The regiment was organized at Camp Cadwalader near Philadelphia during August, September and October 1864, for a term of one year under the command of staff officer Colonel James C. Briscoe. It was also known as the Commercial Regiment, and many of its soldiers had previously served in other regiments, including Lieutenant Colonel Ambrose A. Lechler, former Colonel of the 176th Pennsylvania Infantry. The regiment was sent to the front in October and took positions on the extreme right of the Army of the James on the New Market Road at Deep Bottom Landing, joining the 1st Brigade of the 1st Division of X Corps. Shortly after fortifying its position, the 199th went into winter quarters with the army, during which it conducted training while also being employed in picket duty, fortification building, and road construction. In December it was transferred to the newly formed XXIV Corps, still with the 1st Brigade of the 1st Division. With strict discipline and sanitation, the regiment was capable of active service when the northern hemisphere spring arrived.

The division crossed the James River on 28 March and moved southwards through the night to arrive in front of the Confederate fortifications on 29 March. The division participated in the Third Battle of Petersburg, during which it attacked Forts Gregg and Alexander on 2 April.

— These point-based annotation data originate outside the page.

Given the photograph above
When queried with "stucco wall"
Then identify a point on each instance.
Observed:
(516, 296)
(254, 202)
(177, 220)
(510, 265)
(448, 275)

The regiment attacked Fort Gregg on the right of the brigade, commanded by Brevet Brigadier General Thomas O. Osborn. Advancing in line of battle at the head of the division, the 199th was to the left of the 67th Ohio and the 39th Illinois. It counterattacked the Church Road with the brigade at 09:00, forcing back Confederate troops from a salient that they had gained in a counterattack earlier that day. At 13:00 the brigade was committed to the attack on Fort Gregg, advancing through a hail of fire. Briscoe was hit in the leg within the last 300 yards to the fort, but continued onward with others from the regiment into the ditch in front of the fort, partially filled with water. There, First Lieutenant Oliver Sproul of Company H planted the colors of the 39th Illinois in the parapet of the fort after the 39th's color bearer was shot. Along with other Union troops, the men of the regiment advanced into the fort and captured it. The regiment lost eighteen killed or mortally wounded, and 91 wounded; among the latter were six officers, including Briscoe and two company commanders. Briscoe was made a brevet brigadier general for his gallantry, and was promoted to command the brigade; he was replaced by Lieutenant Colonel Robert P. Hughes.

Following the breakthrough at Petersburg, the 199th pursued the retreating Confederate Army of Northern Virginia along the Southside Railroad to Burkeville and Appomattox. The regiment fought in skirmishes, and lost two killed and one wounded at the Battle of Rice's Station on 6 April, and two killed and eight wounded at the Battle of Appomattox Court House on 9 April. The division was moved to Richmond and encamped two miles north of the city shortly after the Confederate surrender at Appomattox. The regiment remained at the camp until it was mustered out on 28 June, with its recruits and Briscoe being transferred to the 188th Pennsylvania Infantry, which mustered out on 14 December. During its service, the regiment lost two officers and thirty men killed or died of wounds and 52 men to disease, out of a total enrollment of 1,462 officers and men.